Y a-t-il eu dysfonctionnement ? C’est ce qu’argue le Rassemblement national (RN) depuis l’attaque terroriste au couteau qui a coûté la vie à un professeur de français, Dominique Bernard, vendredi 13 octobre. Le suspect, Mohammed Mogouchkov, est un extrémiste musulman russe qui avait failli être renvoyé dans son pays, en 2014. Le président du RN, Jordan Bardella, a dénoncé « des failles dans toute la chaîne de responsabilité », quand le pouvoir en place et son prédécesseur assurent que la loi a été respectée.

Le code du droit des étrangers réserve de nombreuses exceptions, qui ont profité à l’assaillant, dont le casier était vierge et dont la surveillance n’avait pas permis de prouver d’intentions terroristes.

Pourquoi la famille avait-elle été visée par une procédure d’expulsion ?

En 2008, la famille de Mohammed Mogouchkov, originaire d’Ingouchie (une région du sud-ouest de la Russie où prédomine l’islam sunnite), s’installe en France, dans le village de La Guerche-de-Bretagne (Ille-et-Vilaine), au sud de Rennes. Il a alors 6 ans. Le père a usé de tous les recours pour tenter d’obtenir le statut de réfugié, en vain.

En 2013, son ultime demande de droit au séjour est refusée par la préfecture. Le couple et ses cinq enfants, dont un bébé, sont alors assignés à résidence dans un foyer. Le 18 février 2014, la police aux frontières interpelle la famille et la transfère à l’aéroport de Roissy pour la renvoyer en Russie. Mais leur expulsion est annulée in extremis.

Pourquoi leur expulsion avait-elle été annulée ?

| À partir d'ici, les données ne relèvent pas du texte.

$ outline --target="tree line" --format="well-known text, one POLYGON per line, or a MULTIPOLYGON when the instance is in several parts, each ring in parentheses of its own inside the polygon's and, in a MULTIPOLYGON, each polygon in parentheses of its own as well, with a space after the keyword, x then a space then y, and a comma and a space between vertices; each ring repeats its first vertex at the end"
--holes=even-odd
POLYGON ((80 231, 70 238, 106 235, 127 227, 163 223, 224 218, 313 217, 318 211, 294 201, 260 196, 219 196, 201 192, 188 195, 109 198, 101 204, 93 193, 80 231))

La presse locale mettait à l’époque l’accent sur la mobilisation des associations de soutien aux sans-papiers. La décision aurait néanmoins été prise par les équipes de Manuel Valls, qui était alors ministre de l’intérieur, comme il l’a expliqué dimanche 15 octobre sur Franceinfo. Son cabinet « a considéré que la famille, qui était là depuis plus de cinq ans, qui avait des enfants scolarisés du CP ou du CE1 à la sixième, répondait aux critères de ce qu’on a appelé la circulaire Valls concernant les sans-papiers, les expulsions d’enfants ».

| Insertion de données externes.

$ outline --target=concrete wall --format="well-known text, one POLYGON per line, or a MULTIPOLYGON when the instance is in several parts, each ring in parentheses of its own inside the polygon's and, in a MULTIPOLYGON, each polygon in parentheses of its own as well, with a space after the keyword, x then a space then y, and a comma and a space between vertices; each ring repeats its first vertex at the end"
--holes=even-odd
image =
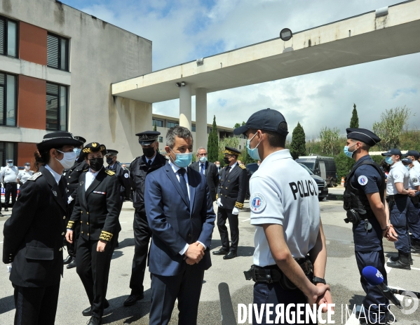
MULTIPOLYGON (((30 70, 25 74, 45 79, 54 74, 67 81, 64 84, 69 84, 71 77, 69 131, 88 142, 118 150, 121 161, 138 155, 134 134, 150 128, 151 105, 113 98, 111 84, 151 72, 151 41, 55 0, 3 0, 0 13, 70 39, 69 72, 24 61, 30 70)), ((22 73, 22 65, 17 61, 22 60, 0 58, 0 69, 20 67, 15 73, 22 73)), ((20 133, 24 142, 41 140, 28 140, 26 129, 3 131, 0 133, 20 133)), ((29 134, 34 131, 28 129, 29 134)))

Cette circulaire de 2012 prévoit en effet plusieurs situations dans lesquelles il est suggéré au préfet de faire preuve de souplesse face à une demande de régularisation d’un étranger  :

  • si celui-ci est arrivé en France mineur et est devenu majeur ;
  • si le conjoint est en situation régulière ;
  • s’il a un talent exceptionnel ou rend service à la collectivité ;
  • si les enfants sont scolarisés de manière stable.

C’est au titre de ce dernier critère que la procédure d’expulsion de la famille Mogouchkov a pu être annulée. Il fallait pour cela justifier d’une « installation durable » d’au moins cinq ans, sauf exception, et d’une scolarisation d’au moins un des enfants « depuis au moins trois ans », conditions que remplissait la famille, estimaient les associations, bien que la préfecture contestait leur assiduité à l’école.

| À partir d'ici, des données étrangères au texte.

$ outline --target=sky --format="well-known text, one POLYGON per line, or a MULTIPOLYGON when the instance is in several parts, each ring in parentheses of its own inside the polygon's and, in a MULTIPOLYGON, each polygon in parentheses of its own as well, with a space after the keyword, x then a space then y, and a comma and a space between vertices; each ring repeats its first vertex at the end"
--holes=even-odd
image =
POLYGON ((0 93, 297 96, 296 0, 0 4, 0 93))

Une fois majeur, Mohammed Mogouchkov aurait-il pu être expulsé ?

Mohammed Mogouchkov a eu 18 ans en 2021. Or l’article L631-3 du code du droit des étrangers interdit d’expulser une personne qui se serait installée en France avant ses 13 ans, ce qui était le cas de ce dernier. Néanmoins, la loi prévoit des exceptions, notamment les « comportements de nature à porter atteinte aux intérêts fondamentaux de l’Etat, ou liés à des activités à caractère terroriste ». C’est la raison pour laquelle l’ancien président François Hollande a estimé, lundi 16 octobre, qu’il « aurait pu être expulsé ».

Encore faut-il que ces comportements soient avérés. En 2019, le frère du terroriste présumé, Movsar, est interpellé par la direction générale de la sécurité intérieure (DGSI), qui le soupçonne de diffuser de la propagande djihadiste pour l’organisation Etat islamique. Il est condamné en avril 2023 à cinq ans de prison ferme.

Mohammed Mogouchkov, lui, a été signalé par son lycée pour radicalisation en 2020. Depuis 2023, il était « fiché S ». Les services de renseignement le suivaient pour ses liens supposés avec des activités menaçant la sûreté de l’Etat – ici, le terrorisme islamiste –, fichage qui ne fait pas l’objet d’une décision judiciaire et repose sur des indices parfois indirects, comme la connaissance d’un terroriste.

Lundi 16 octobre, le ministre de l’intérieur, Gérald Darmanin, a précisé lors d’une conférence de presse que le casier judiciaire de l’assaillant était vierge, que son suivi par la DGSI datait de moins de trois mois, et qu’aucune preuve de projet terroriste n’avait pu être apportée. Selon le ministère de l’intérieur, les services de renseignement ont été pris de court par « son passage à l’acte soudain ».

Aurait-il été possible de le renvoyer en Russie ?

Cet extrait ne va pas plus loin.